Time - 7:00 pm - 1:00 am
Contact: 011 26497706

Our ratings:
Rating: Very Good
Effort: 5/5
Authentic: 3/5
Fusion: 4/5
Ingredients: 3.5/5
Ambience: We found the music too strong. Only Colombian salsa was being played. Wish they could also put some Mexican music or from Venezuela.
Decor: It seemed bit fusion. I would say Indo Mexican. I specially did not like the lights from cut out colorful bottles. But for originality, I would rate them high.
Service: 5/5
Uniforms of the staff: I loved it. It is like mariachi. 5/5
Value for money: It is not cheap. Meal for two: Rs 3000 plus tax approximately.

Read on to know more about my recommendations.



Chef Noah Barnes is the man behind the success of The Hungry Monkey, TabulaBeach CafĂ© and Arriba. He seemed very young, very enthusiastic, extremely polite, discerning, warm, boisterous, affable, ready to take suggestions and offer his take. It was a pleasure chatting and interacting with him.
He has won first place in AAHAR, an annual International Food & Hospitality Fair held in Delhi and the state level held in Bangalore and then went on to qualify for the Hans Bueschkens, a competition organized by the Culinary Competition Committee on behalf of the World Association of Chefs Societies (WACS) . At 22, Chef Noah Barnes was the first Indian and one of the youngest chefs to qualify and represent India in the Hans Bueschkens Junior Chef Challenge at the Asia semi-finals held in Hong Kong. Due to his exceptional training in world cuisines, he garnered a bronze medal at Bocuse d'or, a biennial chef championship, often referred to as the culinary equivalent of the Olympic Games. 





The restaurant won me with this personalised board placed on my table. Little things like these certainly win customer's heart.

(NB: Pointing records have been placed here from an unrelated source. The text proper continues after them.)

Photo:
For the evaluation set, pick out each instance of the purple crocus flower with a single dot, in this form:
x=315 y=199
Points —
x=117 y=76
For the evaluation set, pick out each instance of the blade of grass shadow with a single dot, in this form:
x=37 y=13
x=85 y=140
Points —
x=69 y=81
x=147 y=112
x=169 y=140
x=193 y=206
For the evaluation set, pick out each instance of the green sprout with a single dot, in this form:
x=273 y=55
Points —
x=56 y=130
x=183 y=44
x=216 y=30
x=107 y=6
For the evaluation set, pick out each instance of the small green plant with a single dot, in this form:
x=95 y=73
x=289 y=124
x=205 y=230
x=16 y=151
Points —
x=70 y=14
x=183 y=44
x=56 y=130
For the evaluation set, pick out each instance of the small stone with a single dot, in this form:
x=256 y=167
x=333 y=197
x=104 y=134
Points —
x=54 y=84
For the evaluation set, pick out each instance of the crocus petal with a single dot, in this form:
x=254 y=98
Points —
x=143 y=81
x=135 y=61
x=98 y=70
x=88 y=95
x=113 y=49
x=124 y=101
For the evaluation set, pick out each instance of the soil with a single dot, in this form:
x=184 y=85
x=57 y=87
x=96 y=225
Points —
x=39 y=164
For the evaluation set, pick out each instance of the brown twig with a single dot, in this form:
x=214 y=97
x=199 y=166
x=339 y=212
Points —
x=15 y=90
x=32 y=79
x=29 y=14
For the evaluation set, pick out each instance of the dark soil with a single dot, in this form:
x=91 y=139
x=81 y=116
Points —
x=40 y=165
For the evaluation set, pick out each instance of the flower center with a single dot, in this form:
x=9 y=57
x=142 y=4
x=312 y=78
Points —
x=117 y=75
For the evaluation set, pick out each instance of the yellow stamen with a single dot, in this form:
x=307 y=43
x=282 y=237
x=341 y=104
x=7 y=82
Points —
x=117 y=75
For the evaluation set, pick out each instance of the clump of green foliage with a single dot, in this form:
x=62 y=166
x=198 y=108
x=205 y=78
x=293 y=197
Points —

I loved the upholstery that matched with my bag so well.



A tiny lamp on the menu. Again a little detail but shows how carefully every bit has been taken into account.


Notice the mariachi uniform and our margaritas- mango and cinnamon tamarind ones. I would highly recommend the cinnamon tamarind margarita. It was refreshingly different.


The famous salsa carnival. It has 
Mango coriander and Habanero (too hot. If you cannot have too spicy food like me, do not try this)
Watermelon Togarashi and feta (did not like)
Fresh and pickled Jalapeno
Charred tomato, spiced green tomato (Yum)
Fresh Guacamole (Yum)
Served with homemade tortilla chips.




For appetisers, I would highly recommend tequila and white wine marinated roast mushrooms. They were delicious.


Tortas are mini Mexican burgers that come with layered fillings that vary in taste and texture. I loved them. We also tried Panuchos. Panucho is a Mexican food specialty from the Yucatán made with a refried tortilla that is stuffed with refried black beans and topped with chopped cabbage, pulled chicken or turkey, tomato, pickled red onion, avocado, and pickled jalapeño pepperThey are supposed to be softer but I believe since the cornflour is different, what we got was not so authentic.



Spiced sweet potato, cottage cheese and zucchini skewers. It had guajillo chilli sauce. I liked this dish and would recommend this as a vegetarian option.


Special recommendation- Chilli Rellenos in walnut sauce. These are mexican chillis stuffed with spiced corn and bell peppers served with Mexican rice with cheese and salsa. I loved the rice. 


For desserts we chose churros with chocolate dips- dark chocolate and chilli chocolate.
If you want to try something authentic and different, I would recommend this. It is fried and full of calories but yum.





2 comments:

  1. Thank you Kiran. Lovely pix.
    You look stunning, as always,

    ReplyDelete
  2. Hi Kiran, the food looks great and so do all the pictures.